Mas isso nem sempre acontece. Arqueólogos já encontraram cérebros antigos preservados, que permaneceram praticamente intactos mesmo quando o restante do corpo já havia se decomposto. Até pouco tempo atrás, esse fenômeno era uma grande incógnita para a arqueologia e era considerado extremamente raro.
Isso mudou em 2024, quando um estudo da Universidade de Oxford, liderado pela pesquisadora Alexandra Morton-Hayward, se propôs a contabilizar quantas vezes esse fenômeno já havia sido registrado.
Após realizar o maior levantamento da literatura científica sobre o tema, a equipe identificou mais de 4 mil registros de cérebros humanos preservados. Eles foram encontrados nos seis continentes e em diferentes sociedades, desde membros da realeza do Antigo Egito até exploradores do Ártico. O número é cerca de 20 vezes maior do que se imaginava anteriormente.
Parte desses casos estava associada a processos já conhecidos de preservação, como mumificação e congelamento. Porém, cerca de um terço dos registros não apresentava nenhuma dessas condições: o cérebro era a única estrutura preservada do corpo inteiro.
Desde então, os pesquisadores da Universidade de Oxford vêm tentando explicar esse fenômeno misterioso, que batizaram de “paradoxo da preservação cerebral”.
Agora, eles acreditam ter encontrado uma resposta: a preservação pode ser resultado de um processo químico que ocorre durante a decomposição em determinadas condições ambientais.
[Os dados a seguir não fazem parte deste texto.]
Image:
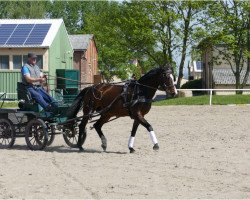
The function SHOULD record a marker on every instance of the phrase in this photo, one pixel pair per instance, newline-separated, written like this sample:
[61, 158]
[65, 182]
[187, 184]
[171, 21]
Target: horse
[133, 99]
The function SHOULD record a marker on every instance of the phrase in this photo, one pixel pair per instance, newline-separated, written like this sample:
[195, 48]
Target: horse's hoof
[156, 147]
[131, 150]
[104, 147]
[81, 149]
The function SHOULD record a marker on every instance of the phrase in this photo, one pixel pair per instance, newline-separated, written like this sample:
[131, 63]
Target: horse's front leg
[98, 127]
[144, 123]
[132, 137]
[82, 133]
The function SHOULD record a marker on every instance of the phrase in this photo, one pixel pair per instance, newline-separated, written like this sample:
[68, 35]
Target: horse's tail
[77, 104]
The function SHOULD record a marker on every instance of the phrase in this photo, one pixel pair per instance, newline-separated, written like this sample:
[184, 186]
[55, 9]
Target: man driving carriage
[33, 79]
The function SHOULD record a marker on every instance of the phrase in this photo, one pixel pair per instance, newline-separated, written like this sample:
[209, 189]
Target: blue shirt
[25, 71]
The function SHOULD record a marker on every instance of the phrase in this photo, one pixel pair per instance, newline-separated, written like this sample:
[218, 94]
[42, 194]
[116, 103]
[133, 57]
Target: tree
[229, 28]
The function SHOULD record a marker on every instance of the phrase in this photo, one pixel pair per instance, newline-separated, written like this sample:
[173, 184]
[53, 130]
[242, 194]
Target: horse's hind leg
[144, 123]
[132, 137]
[98, 127]
[82, 133]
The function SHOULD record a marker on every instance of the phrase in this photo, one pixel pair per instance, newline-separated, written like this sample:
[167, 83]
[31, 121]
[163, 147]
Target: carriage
[37, 126]
[132, 98]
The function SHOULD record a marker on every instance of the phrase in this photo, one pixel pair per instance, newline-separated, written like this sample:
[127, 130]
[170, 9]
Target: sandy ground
[204, 153]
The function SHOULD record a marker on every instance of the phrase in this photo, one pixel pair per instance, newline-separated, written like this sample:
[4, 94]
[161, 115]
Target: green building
[48, 38]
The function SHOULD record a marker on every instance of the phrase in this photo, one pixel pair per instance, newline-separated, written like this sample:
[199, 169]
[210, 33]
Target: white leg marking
[131, 142]
[153, 137]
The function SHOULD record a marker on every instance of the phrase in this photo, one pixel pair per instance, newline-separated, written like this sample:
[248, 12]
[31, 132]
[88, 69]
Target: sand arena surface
[204, 153]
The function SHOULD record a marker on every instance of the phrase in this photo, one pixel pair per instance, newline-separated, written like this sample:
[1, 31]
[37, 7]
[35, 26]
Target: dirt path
[204, 153]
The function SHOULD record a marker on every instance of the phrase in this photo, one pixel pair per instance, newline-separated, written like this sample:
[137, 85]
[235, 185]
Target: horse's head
[167, 81]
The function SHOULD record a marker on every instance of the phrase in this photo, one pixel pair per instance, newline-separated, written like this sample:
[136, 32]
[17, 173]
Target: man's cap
[32, 55]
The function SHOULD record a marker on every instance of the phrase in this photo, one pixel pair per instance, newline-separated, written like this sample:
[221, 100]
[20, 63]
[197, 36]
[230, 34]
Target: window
[25, 59]
[39, 61]
[17, 62]
[4, 62]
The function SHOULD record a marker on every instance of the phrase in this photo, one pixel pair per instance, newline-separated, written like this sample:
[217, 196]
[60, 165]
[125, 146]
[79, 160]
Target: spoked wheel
[7, 133]
[51, 136]
[36, 134]
[70, 136]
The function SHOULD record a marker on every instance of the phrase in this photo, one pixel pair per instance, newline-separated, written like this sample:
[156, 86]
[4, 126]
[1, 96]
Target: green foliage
[227, 29]
[22, 9]
[204, 100]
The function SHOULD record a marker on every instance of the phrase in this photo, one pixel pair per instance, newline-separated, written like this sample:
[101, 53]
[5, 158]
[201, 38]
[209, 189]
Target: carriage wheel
[7, 133]
[51, 136]
[36, 134]
[70, 136]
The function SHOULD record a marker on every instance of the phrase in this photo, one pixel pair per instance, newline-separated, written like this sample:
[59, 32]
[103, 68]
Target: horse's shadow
[63, 149]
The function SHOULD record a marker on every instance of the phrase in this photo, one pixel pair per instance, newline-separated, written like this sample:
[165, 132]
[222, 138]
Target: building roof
[81, 41]
[225, 76]
[19, 33]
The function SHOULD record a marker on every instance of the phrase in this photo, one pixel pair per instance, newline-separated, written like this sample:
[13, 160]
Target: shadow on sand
[63, 149]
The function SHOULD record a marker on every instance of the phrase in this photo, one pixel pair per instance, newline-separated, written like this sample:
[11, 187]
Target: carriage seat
[26, 103]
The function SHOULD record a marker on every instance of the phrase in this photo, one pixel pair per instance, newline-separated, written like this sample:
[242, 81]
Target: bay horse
[113, 100]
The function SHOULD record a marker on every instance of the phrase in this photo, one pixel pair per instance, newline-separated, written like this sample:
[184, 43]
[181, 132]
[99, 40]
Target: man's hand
[41, 80]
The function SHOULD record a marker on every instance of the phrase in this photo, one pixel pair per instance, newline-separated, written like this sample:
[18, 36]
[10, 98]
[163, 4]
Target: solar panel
[6, 30]
[23, 34]
[199, 65]
[38, 34]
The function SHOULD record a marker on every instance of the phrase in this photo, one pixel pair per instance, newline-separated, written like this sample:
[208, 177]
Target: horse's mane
[151, 73]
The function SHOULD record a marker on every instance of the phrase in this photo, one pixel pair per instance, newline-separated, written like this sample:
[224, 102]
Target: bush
[194, 84]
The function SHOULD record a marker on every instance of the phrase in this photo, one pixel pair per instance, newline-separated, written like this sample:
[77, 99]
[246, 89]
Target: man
[33, 78]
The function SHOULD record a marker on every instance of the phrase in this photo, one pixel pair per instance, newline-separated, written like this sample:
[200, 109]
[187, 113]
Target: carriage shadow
[63, 149]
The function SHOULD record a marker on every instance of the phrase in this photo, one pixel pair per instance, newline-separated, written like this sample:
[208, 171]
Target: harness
[133, 93]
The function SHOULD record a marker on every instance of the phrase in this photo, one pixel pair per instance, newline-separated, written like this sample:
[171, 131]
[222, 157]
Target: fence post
[210, 97]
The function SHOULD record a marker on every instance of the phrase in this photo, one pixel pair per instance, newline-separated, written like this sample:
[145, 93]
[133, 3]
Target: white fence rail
[211, 91]
[205, 90]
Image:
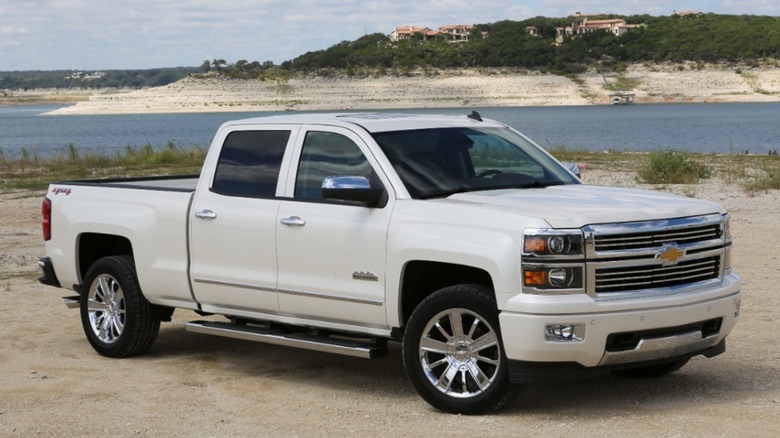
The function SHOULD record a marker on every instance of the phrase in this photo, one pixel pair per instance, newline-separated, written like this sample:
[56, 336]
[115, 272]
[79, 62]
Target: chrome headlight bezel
[553, 261]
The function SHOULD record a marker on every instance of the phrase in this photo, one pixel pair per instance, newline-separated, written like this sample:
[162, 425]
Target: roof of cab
[372, 122]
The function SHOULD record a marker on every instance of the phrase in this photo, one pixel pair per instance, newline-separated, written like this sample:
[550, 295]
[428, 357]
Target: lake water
[711, 128]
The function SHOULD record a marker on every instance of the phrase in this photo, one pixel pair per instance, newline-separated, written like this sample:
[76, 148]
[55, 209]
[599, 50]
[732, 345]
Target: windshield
[443, 161]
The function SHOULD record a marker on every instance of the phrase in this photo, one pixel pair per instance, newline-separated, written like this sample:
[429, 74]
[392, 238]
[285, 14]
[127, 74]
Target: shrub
[673, 167]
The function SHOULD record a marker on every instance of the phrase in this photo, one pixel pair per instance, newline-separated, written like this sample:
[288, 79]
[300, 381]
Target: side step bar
[306, 340]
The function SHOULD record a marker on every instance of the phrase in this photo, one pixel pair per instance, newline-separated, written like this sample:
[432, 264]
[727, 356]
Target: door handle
[205, 214]
[293, 221]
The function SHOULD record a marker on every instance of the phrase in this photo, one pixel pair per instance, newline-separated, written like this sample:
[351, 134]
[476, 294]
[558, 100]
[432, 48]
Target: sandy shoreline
[54, 384]
[450, 89]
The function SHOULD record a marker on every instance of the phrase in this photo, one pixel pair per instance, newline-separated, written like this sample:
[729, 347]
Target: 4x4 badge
[670, 255]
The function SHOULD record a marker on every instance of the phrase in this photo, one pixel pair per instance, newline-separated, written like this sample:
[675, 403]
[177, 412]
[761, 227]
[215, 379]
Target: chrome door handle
[293, 221]
[205, 214]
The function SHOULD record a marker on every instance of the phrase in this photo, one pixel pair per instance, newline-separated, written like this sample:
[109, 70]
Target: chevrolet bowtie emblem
[670, 255]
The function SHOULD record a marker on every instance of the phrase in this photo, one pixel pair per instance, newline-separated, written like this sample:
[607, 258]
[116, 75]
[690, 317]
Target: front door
[332, 255]
[233, 225]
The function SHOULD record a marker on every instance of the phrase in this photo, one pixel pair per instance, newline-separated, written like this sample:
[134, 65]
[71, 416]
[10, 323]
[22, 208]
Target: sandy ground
[53, 384]
[445, 89]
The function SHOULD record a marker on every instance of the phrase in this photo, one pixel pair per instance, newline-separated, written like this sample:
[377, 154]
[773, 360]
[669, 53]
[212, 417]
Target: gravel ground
[53, 384]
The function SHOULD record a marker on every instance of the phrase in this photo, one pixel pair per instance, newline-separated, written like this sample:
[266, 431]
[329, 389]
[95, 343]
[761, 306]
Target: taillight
[46, 211]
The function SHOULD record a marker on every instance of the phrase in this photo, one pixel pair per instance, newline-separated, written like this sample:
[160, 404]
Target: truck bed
[177, 183]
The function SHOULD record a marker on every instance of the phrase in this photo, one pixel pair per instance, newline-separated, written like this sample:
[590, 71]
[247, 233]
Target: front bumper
[620, 338]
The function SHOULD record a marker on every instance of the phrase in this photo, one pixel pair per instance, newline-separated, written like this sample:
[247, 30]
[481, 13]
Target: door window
[329, 154]
[249, 163]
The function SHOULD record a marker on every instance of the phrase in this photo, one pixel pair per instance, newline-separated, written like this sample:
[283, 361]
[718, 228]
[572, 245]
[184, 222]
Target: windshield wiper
[529, 185]
[446, 193]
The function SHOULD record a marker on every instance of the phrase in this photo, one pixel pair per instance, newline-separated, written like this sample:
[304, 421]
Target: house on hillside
[688, 13]
[408, 32]
[456, 32]
[617, 26]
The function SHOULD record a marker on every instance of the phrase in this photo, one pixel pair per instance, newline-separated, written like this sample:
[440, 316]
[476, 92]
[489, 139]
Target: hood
[574, 206]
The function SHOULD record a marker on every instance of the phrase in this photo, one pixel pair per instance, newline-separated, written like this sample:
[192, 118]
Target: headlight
[555, 277]
[552, 243]
[553, 261]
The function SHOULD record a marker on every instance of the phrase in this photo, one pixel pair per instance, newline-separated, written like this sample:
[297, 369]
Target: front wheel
[117, 319]
[453, 353]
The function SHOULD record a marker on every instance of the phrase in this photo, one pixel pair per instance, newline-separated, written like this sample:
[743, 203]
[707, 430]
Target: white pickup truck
[487, 259]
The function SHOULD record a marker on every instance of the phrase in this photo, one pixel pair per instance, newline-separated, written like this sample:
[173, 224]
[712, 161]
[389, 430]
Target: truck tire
[116, 317]
[453, 354]
[652, 371]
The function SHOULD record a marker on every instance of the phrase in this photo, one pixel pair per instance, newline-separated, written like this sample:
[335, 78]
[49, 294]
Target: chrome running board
[307, 340]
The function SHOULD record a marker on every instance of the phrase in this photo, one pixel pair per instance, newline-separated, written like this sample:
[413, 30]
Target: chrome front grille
[633, 258]
[654, 238]
[623, 279]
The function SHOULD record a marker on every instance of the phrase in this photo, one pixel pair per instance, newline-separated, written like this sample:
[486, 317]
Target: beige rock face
[454, 89]
[53, 384]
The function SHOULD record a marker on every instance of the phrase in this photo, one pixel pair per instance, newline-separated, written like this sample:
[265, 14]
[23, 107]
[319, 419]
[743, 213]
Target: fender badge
[364, 275]
[670, 255]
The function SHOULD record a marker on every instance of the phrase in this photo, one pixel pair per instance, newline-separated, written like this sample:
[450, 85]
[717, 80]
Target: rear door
[233, 223]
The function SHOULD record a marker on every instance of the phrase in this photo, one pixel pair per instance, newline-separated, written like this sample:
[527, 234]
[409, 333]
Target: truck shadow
[201, 357]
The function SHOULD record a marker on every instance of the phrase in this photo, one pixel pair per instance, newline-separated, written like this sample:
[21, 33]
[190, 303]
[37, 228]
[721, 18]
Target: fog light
[565, 333]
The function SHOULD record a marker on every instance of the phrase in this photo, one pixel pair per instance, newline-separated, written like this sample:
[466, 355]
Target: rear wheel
[116, 317]
[652, 371]
[453, 352]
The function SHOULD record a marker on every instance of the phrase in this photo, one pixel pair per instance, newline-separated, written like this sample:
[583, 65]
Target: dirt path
[53, 384]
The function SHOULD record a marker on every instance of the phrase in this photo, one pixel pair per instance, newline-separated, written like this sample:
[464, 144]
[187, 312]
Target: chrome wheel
[459, 352]
[106, 307]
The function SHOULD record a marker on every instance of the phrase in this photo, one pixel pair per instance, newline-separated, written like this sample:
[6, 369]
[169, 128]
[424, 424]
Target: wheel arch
[91, 247]
[422, 278]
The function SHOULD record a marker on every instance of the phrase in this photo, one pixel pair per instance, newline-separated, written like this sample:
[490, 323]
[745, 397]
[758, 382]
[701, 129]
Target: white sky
[129, 34]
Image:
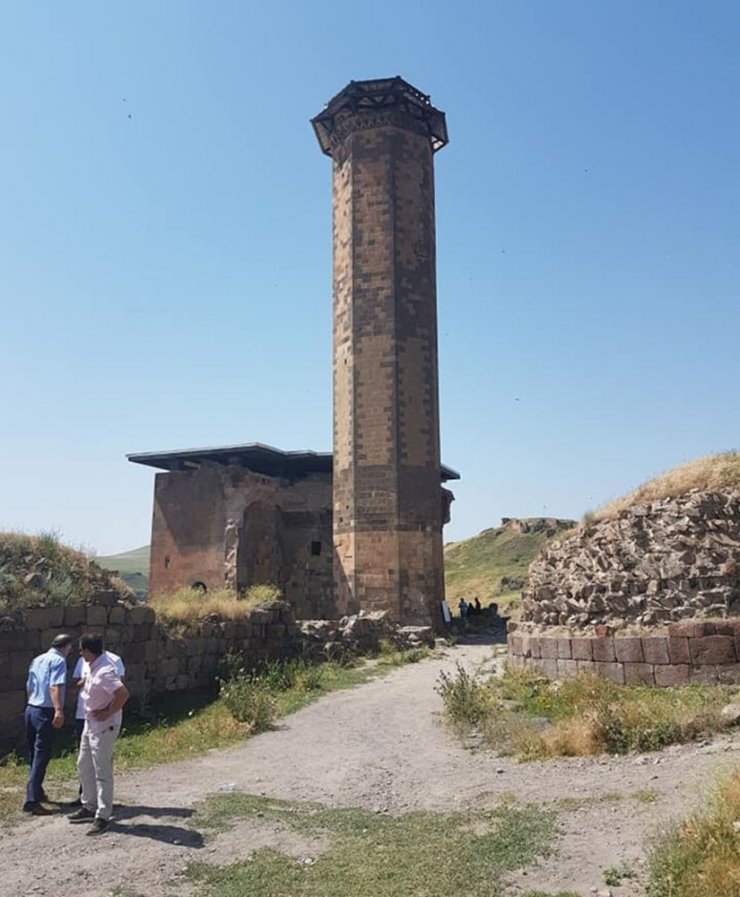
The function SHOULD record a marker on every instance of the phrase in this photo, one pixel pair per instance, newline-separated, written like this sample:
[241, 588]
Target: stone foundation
[706, 652]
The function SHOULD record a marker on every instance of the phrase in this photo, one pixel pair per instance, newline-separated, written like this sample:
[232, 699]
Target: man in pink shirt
[103, 695]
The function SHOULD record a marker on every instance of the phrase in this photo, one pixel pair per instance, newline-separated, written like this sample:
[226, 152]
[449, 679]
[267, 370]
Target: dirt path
[379, 746]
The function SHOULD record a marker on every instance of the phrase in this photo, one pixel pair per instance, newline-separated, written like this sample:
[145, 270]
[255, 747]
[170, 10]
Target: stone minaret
[387, 502]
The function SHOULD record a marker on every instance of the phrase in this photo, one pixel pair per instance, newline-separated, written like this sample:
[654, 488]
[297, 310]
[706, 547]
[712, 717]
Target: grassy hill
[132, 567]
[492, 563]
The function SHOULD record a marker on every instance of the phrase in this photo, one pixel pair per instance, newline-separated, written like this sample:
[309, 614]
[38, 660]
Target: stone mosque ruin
[361, 528]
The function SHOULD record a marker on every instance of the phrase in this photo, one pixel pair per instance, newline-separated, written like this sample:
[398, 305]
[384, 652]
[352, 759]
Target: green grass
[582, 716]
[134, 561]
[180, 727]
[420, 854]
[40, 571]
[477, 566]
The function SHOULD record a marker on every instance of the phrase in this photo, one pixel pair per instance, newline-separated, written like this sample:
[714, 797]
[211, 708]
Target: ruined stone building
[361, 529]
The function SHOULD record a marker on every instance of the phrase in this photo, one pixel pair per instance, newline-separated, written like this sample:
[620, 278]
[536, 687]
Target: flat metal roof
[254, 456]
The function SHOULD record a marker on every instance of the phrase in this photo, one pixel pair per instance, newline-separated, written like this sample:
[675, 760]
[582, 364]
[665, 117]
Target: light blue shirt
[46, 670]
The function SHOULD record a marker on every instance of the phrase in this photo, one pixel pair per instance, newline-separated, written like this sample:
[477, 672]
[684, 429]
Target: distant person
[47, 678]
[81, 672]
[104, 695]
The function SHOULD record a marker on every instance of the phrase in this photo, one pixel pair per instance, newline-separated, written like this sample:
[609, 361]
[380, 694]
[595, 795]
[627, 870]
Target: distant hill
[132, 566]
[495, 562]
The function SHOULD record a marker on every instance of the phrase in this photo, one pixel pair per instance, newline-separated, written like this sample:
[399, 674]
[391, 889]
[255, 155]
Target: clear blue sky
[165, 242]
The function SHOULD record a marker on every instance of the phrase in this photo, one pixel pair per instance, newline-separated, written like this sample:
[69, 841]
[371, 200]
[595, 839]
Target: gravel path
[380, 746]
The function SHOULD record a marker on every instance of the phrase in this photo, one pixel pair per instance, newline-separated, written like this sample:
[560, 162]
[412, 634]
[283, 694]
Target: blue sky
[165, 242]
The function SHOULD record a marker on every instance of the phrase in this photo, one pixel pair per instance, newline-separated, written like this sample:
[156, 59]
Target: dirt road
[379, 746]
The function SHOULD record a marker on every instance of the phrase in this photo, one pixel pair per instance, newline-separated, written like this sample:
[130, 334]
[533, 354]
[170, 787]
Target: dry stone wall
[655, 563]
[651, 596]
[162, 659]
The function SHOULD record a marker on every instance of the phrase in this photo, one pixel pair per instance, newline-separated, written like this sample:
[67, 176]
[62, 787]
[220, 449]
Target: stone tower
[387, 500]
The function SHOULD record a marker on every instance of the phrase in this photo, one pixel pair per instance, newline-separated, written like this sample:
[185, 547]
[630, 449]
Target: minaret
[387, 498]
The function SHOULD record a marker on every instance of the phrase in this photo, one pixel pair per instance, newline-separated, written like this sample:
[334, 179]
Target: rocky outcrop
[655, 562]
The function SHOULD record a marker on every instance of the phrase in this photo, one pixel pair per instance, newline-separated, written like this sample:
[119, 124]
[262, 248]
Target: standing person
[47, 677]
[104, 695]
[81, 672]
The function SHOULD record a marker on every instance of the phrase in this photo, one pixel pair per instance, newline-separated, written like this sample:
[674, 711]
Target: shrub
[466, 699]
[249, 701]
[187, 605]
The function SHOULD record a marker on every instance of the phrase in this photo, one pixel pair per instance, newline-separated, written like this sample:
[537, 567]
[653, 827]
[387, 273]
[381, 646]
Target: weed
[646, 795]
[614, 875]
[368, 854]
[701, 857]
[466, 699]
[589, 715]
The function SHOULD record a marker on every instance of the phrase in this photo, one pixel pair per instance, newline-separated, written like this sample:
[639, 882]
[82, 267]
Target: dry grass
[712, 472]
[534, 719]
[190, 605]
[701, 857]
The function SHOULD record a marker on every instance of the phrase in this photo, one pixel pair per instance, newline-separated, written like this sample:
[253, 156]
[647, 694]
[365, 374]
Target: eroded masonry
[359, 529]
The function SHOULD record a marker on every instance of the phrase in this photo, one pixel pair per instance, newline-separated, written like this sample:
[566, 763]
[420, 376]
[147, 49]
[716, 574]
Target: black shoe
[82, 815]
[35, 809]
[98, 827]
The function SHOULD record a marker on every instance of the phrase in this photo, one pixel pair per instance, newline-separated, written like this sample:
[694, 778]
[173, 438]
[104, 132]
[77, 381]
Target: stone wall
[161, 660]
[224, 526]
[656, 562]
[706, 651]
[158, 659]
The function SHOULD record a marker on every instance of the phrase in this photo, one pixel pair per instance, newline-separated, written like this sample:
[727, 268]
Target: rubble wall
[655, 563]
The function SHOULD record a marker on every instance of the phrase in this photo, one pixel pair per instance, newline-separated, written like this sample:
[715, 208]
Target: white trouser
[95, 766]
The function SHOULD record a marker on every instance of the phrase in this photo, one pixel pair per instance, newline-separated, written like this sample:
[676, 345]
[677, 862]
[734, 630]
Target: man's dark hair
[92, 643]
[62, 640]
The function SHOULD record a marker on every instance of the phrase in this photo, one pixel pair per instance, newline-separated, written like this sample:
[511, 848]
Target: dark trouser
[39, 735]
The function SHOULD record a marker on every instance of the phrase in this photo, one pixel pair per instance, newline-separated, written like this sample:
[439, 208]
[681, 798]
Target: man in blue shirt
[47, 677]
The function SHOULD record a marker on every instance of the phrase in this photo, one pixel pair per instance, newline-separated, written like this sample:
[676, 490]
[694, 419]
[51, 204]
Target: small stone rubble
[655, 563]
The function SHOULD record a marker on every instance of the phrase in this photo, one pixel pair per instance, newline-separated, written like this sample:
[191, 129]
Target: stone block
[689, 629]
[729, 673]
[548, 666]
[75, 615]
[712, 649]
[629, 650]
[515, 645]
[678, 650]
[142, 632]
[548, 648]
[655, 650]
[97, 616]
[567, 669]
[703, 675]
[671, 675]
[611, 671]
[19, 663]
[603, 649]
[586, 666]
[581, 648]
[639, 673]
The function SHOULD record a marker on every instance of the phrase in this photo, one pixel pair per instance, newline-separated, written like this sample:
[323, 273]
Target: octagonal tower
[387, 500]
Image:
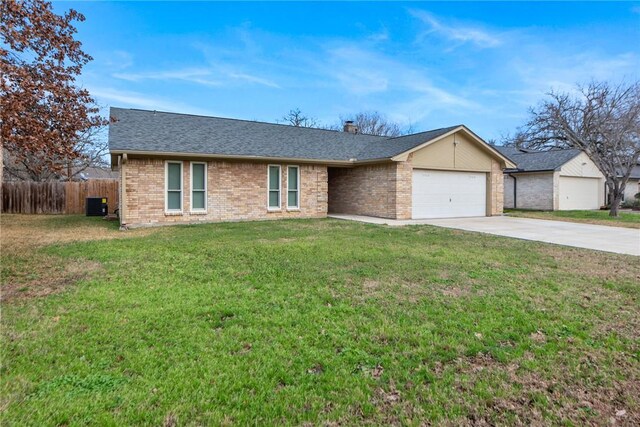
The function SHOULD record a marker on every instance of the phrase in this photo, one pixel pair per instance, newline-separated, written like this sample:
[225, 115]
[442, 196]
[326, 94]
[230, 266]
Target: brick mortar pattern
[235, 191]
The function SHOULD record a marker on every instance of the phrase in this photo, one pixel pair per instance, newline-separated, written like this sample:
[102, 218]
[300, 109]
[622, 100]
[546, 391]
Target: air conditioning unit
[96, 206]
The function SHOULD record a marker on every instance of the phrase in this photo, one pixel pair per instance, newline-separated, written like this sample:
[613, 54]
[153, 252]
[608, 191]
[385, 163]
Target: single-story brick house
[552, 180]
[180, 168]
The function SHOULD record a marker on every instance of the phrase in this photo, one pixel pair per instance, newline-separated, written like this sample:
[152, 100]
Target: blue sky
[424, 64]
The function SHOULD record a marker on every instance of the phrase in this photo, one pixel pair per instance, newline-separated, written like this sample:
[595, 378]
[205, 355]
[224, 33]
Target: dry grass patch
[49, 275]
[27, 272]
[21, 234]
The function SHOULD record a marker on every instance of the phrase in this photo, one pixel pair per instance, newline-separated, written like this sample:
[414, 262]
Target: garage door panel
[440, 194]
[576, 193]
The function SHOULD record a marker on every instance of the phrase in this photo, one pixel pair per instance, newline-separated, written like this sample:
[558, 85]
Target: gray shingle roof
[141, 130]
[530, 161]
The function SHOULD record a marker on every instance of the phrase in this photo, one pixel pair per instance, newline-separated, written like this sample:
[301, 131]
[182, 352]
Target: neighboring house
[552, 180]
[179, 168]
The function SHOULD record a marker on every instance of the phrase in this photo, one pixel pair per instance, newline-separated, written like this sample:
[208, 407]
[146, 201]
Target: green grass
[319, 321]
[624, 219]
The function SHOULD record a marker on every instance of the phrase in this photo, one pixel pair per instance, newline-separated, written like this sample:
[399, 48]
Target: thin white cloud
[253, 79]
[459, 34]
[194, 75]
[110, 96]
[201, 76]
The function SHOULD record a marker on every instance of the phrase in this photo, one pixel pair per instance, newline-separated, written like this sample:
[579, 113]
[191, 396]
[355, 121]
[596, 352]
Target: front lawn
[624, 219]
[320, 321]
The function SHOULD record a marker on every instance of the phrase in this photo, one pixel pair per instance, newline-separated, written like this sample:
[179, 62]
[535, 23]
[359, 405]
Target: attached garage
[448, 194]
[447, 173]
[578, 193]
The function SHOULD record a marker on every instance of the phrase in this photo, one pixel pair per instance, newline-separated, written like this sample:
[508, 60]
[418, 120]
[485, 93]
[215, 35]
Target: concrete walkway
[598, 237]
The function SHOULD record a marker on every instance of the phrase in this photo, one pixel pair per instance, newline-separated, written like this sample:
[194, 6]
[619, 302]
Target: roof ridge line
[248, 121]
Não é uma anomalia extremamente rara.
Eles detalharam os resultados em um artigo publicado em junho no periódico científico Journal of Proteome Research.
Os pesquisadores perceberam que a maior parte dos cérebros preservados havia sido encontrada em solos úmidos e pobres em oxigênio, como margens de rios e lagos. Assim, levantaram a hipótese de que esses ambientes desviam o processo normal de decomposição das proteínas do cérebro.
Para testar a teoria, a equipe realizou uma série de experimentos. Em um deles, enterrou corpos de ratos em quatro recipientes com diferentes combinações de umidade e disponibilidade de oxigênio. Durante seis meses, os pesquisadores acompanharam periodicamente o estado de decomposição dos cérebros.
As análises mostraram que, nas fases iniciais, a degradação das proteínas seguia um padrão semelhante em todos os recipientes. Depois de algumas semanas, porém, surgiam diferenças importantes.
Nos ambientes mais ricos em oxigênio, os radicais livres (moléculas altamente reativas) aceleravam a degradação das proteínas cerebrais.
Já nos ambientes úmidos e com pouco oxigênio, esses mesmos radicais livres favoreciam a formação de ligações cruzadas entre as proteínas, tornando-as mais resistentes e interrompendo a degradação do tecido cerebral. As proteínas cerebrais param de se digerir e se estabilizam.
“A degradação não é o oposto da preservação. Sob restrições químicas específicas, as mesmas reações oxidativas que impulsionam a destruição molecular também podem gerar estabilidade molecular”, escrevem os autores.
Agora, os pesquisadores pretendem investigar esse mecanismo em maior profundidade. Além de ajudar arqueólogos a compreender por que alguns cérebros sobrevivem por milhares de anos, o fenômeno pode fornecer pistas úteis para pesquisas médicas sobre estabilidade de proteínas e doenças neurodegenerativas.